Taxi elettrico anche a Venezia? Inutile girarci intorno: l’elettrico nel mondo della nautica da diporto, quella per le vacanze, il gioco e il divertimento sta facendo una grande fatica a prendere piede. Il suo utilizzo ha trovato spazio solo agli estremi opposti del mercato: sui motorini fuoribordo per gommoni e piccole imbarcazioni, o sui superyacht ibridi, dove ricchi armatori possono investire in sperimentazioni, affascinanti, ma anche molto costose.
Ben diverso è lo scenario per quanto riguarda la nautica professionale.

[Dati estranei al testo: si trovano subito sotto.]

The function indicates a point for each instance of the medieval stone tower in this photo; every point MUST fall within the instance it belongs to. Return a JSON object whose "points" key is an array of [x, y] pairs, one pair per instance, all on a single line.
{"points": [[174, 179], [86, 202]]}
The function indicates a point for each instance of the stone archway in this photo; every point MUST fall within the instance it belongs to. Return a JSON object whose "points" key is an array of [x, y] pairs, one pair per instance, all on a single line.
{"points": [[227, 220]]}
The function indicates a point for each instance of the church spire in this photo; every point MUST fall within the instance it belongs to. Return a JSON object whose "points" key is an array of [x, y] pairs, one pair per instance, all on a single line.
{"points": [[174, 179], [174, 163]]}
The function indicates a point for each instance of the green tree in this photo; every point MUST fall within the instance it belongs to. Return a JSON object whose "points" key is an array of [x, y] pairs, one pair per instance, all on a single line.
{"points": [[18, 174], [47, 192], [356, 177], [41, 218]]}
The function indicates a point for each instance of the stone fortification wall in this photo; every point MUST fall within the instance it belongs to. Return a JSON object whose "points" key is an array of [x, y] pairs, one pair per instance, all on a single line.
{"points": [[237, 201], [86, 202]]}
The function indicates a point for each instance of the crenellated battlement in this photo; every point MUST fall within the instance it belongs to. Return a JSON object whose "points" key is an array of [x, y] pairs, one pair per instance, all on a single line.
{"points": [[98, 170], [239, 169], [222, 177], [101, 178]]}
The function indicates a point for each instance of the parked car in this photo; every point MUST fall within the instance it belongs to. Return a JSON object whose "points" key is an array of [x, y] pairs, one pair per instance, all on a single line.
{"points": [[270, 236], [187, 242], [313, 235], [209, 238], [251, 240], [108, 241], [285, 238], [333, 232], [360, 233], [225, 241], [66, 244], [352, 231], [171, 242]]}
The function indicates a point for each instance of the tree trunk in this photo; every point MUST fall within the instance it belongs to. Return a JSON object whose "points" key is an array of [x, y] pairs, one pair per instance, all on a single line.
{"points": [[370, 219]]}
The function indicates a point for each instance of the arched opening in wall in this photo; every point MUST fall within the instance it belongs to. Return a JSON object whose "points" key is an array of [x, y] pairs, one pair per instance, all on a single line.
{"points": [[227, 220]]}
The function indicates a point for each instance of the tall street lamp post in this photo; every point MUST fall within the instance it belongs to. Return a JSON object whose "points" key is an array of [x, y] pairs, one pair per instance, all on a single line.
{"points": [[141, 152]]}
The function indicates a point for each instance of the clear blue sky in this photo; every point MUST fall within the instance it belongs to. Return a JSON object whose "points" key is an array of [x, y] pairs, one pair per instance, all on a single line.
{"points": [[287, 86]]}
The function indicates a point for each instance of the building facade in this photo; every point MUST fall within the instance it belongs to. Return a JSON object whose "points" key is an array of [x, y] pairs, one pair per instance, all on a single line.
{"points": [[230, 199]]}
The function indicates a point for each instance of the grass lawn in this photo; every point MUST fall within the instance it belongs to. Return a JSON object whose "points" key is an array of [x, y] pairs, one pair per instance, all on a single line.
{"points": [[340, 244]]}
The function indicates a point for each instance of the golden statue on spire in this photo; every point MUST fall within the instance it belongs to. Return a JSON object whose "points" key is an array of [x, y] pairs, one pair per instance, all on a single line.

Un buon esempio al riguardo è Lucietta, taxi veneziano al 100% elettrico di Repower. L’azienda svizzera fornitrice di energia in passato aveva già realizzato due imbarcazioni elettriche, ma con Lucietta ha deciso di fare un passo in avanti con un mezzo altamente specializzato, partendo dalle richieste e dalle esigenze dei tassisti veneziani (tra cui ha fatto anche uno specifico sondaggio tecnico).
Per realizzarlo si è rivolto al cantiere motonautico Serenella dell'isola di Murano, specializzato proprio nella costruzione di taxi e motoscafi tradizionali veneziani, mentre per il design si è affidato ad uno dei nomi nobili del mondo della nautica, Nauta Yachts. Insomma, ha puntato decisamente in alto.